7. De onroerende zaak is een benedenwoning (bouwjaar 1935) met een wooninhoud van 159 m³ en een tuin van 25 m².
8. Op grond van artikel 17, tweede lid, van de Wet WOZ wordt de waarde van de onroerende zaak bepaald op de waarde die eraan moet worden toegekend indien de volle en onbezwaarde eigendom ervan zou kunnen worden overgedragen en de verkrijger de zaak in de staat waarin die zich bevindt, onmiddellijk en in volle omvang in gebruik zou kunnen nemen. Uit de geschiedenis van de totstandkoming van de Wet WOZ blijkt dat de WOZ-waarde gelijk dient te zijn aan de prijs die de meest biedende koper betaalt na de meest geschikte voorbereiding. Dit is het uitgangspunt dat de wetgever heeft gekozen bij de waardering volgens de Wet WOZ. In het algemeen mag verweerder bij zijn waardebepaling gebruik maken van (per waardepeildatum geïndexeerde) verkoopcijfers van vergelijkings-objecten die zijn verkocht een jaar vóór de waardepeildatum, maar ook van verkoopcijfers van een jaar ná de waardepeildatum.

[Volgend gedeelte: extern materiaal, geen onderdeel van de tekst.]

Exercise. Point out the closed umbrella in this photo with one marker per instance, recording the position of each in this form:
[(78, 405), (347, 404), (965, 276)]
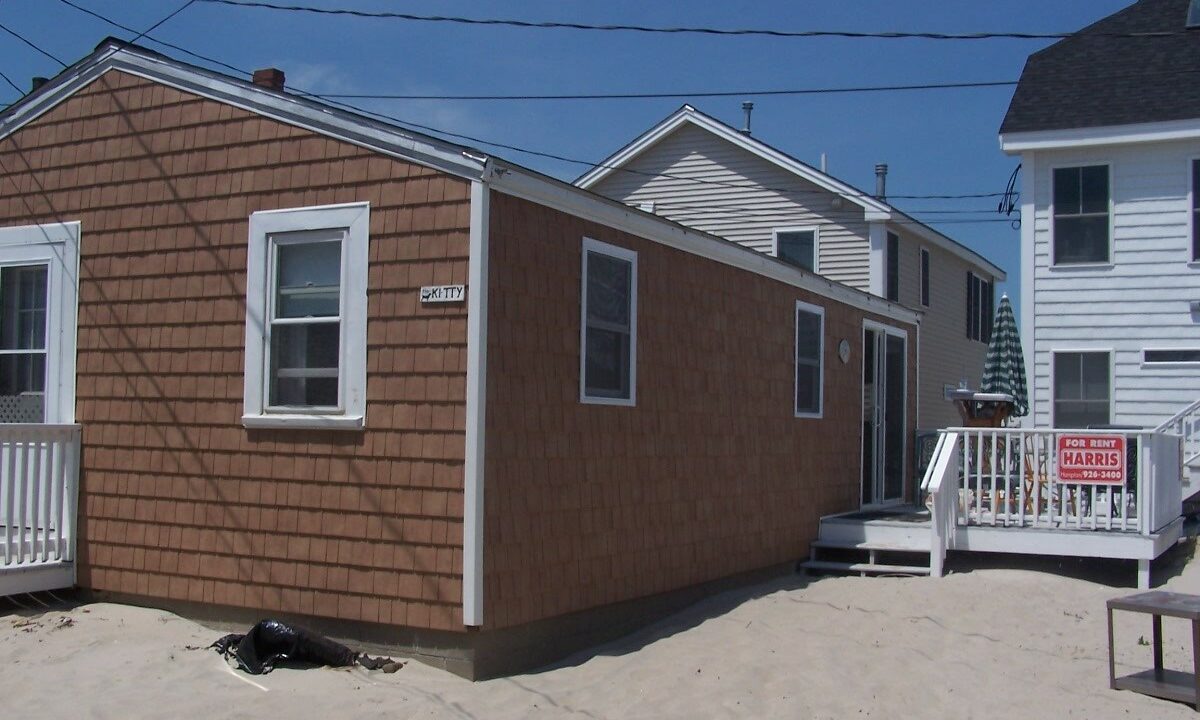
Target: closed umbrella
[(1003, 371)]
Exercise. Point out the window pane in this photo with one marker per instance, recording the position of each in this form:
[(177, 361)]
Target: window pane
[(304, 364), (808, 395), (1095, 189), (1066, 191), (1081, 239), (808, 336), (606, 365), (309, 277), (609, 289), (797, 249), (1095, 369), (23, 307)]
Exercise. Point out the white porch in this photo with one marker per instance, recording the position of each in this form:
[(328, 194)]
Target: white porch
[(1000, 490), (39, 485)]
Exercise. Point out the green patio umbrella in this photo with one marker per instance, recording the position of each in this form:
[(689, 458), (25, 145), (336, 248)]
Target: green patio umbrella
[(1003, 371)]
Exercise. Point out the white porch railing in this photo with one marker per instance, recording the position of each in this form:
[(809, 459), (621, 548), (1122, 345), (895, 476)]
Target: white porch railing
[(39, 489), (1009, 478)]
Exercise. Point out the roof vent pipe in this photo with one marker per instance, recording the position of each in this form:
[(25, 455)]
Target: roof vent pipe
[(748, 107), (270, 78)]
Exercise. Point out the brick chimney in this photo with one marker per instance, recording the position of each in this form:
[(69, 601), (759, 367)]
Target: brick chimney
[(269, 77)]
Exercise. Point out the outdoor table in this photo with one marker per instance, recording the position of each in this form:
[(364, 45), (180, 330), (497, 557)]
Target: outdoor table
[(1170, 684)]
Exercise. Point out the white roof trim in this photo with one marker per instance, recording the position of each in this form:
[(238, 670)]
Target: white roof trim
[(523, 184), (1110, 135), (952, 246), (292, 109), (875, 209)]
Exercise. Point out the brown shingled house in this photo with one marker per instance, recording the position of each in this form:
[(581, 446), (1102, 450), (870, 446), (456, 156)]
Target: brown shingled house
[(291, 394)]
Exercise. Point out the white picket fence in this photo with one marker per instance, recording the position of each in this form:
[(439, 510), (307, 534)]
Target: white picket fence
[(39, 490), (1009, 479)]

9. Verweerder moet aannemelijk maken dat hij de waarde van de onroerende zaak niet te hoog heeft vastgesteld (zie het arrest van de Hoge Raad van 14 oktober 2005, ECLI:NL:HR:2005: AU4300 (Oostflakkee)). Hij legt een taxatierapport van 11 oktober 2021 over, opgemaakt door taxateur [naam 3], en een waardematrix (de matrix). In deze waardematrix is de WOZ-waarde van de onroerende zaak op 1 januari 2019 getaxeerd op € 151.000,-. Deze waarde is tot stand gekomen door vergelijking met verkooptransacties van de woningen [adres 2], [adres 3], [adres 4] en [adres 5]. In de waardematrix worden de verschillen tussen de onroerende zaak en de vergelijkingsobjecten toegelicht.

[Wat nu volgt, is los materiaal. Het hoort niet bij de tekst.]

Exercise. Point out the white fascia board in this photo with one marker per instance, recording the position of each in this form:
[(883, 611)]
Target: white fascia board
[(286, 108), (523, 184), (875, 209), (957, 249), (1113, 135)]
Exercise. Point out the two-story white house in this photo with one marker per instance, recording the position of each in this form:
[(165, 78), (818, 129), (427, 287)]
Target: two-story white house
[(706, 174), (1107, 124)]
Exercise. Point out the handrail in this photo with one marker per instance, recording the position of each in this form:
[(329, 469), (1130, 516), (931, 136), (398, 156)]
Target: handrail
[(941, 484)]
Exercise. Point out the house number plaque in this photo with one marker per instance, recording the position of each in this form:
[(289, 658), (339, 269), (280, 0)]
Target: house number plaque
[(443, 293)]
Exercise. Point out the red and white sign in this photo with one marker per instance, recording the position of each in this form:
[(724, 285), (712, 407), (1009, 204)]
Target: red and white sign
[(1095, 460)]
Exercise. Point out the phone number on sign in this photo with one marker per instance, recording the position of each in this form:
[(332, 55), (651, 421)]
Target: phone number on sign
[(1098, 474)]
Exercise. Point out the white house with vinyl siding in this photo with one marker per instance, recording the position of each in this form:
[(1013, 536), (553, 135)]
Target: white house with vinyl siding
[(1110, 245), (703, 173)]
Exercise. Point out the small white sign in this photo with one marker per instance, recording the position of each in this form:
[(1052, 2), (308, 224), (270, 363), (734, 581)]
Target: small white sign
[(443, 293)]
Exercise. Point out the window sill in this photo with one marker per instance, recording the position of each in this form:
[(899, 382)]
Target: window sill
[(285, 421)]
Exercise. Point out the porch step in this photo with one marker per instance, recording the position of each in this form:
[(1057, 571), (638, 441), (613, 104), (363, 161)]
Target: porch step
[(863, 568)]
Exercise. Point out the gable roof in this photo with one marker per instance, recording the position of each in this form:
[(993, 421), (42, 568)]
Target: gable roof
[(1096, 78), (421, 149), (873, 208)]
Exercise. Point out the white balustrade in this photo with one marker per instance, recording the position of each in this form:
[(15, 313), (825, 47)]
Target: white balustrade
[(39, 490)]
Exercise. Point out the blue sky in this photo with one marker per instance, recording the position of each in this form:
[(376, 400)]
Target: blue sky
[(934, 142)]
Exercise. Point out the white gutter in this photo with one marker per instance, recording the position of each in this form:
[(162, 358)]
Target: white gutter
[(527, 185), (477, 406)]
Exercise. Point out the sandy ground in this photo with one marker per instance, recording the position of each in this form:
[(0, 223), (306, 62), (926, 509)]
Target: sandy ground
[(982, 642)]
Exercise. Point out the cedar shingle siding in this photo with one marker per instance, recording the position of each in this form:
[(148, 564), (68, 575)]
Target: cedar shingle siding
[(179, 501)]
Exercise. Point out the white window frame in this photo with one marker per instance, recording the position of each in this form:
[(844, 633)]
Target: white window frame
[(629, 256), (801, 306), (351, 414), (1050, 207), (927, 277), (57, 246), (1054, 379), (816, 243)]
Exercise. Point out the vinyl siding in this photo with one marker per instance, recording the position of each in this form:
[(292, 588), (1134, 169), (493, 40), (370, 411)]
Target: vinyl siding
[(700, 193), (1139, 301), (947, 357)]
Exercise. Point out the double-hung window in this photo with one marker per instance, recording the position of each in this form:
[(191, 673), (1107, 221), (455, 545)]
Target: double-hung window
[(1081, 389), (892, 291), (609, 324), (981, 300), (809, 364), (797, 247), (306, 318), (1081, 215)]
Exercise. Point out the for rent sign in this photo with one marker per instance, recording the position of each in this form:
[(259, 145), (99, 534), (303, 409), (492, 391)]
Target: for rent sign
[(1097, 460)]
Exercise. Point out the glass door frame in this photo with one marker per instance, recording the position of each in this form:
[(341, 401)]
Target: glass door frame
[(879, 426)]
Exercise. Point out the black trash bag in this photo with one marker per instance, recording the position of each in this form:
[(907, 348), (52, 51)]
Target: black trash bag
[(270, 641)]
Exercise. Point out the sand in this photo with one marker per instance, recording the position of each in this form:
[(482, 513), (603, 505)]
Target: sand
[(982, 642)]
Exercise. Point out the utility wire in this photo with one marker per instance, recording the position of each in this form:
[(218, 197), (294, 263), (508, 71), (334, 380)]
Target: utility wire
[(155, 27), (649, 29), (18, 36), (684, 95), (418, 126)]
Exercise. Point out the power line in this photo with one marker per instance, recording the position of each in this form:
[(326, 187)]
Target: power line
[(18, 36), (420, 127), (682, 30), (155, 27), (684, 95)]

10. De rechtbank vindt de vergelijkingsobjecten [adres 2], [adres 4] en [adres 5] goed vergelijkbaar met de onroerende zaak. Zij zijn het meest bruikbaar bij de waardering vanwege vergelijkbare waardebepalende kenmerken, zoals ligging (in de wijk [naam wijk]), type (benedenwoning), bouwjaar (tussen 1920-1948), inhoud en onderhoudstoestand. Vergelijkingsobject [adres 3] heeft een ouder bouwjaar en een hoger onderhouds- en voorzieningenniveau dan de onroerende zaak en vindt de rechtbank daarom minder vergelijkbaar. Dat genoemde drie vergelijkingsobjecten geschikt zijn is tussen partijen ook niet in geschil. De vergelijkingsobjecten kunnen dan ook dienen ter onderbouwing van de door verweerder bepaalde WOZ-waarde. Eiser noemt overigens [adres 2] het juiste vergelijkingsobject, maar in het algemeen wordt een WOZ-waarde niet onderbouwd door één enkel verkoopcijfer.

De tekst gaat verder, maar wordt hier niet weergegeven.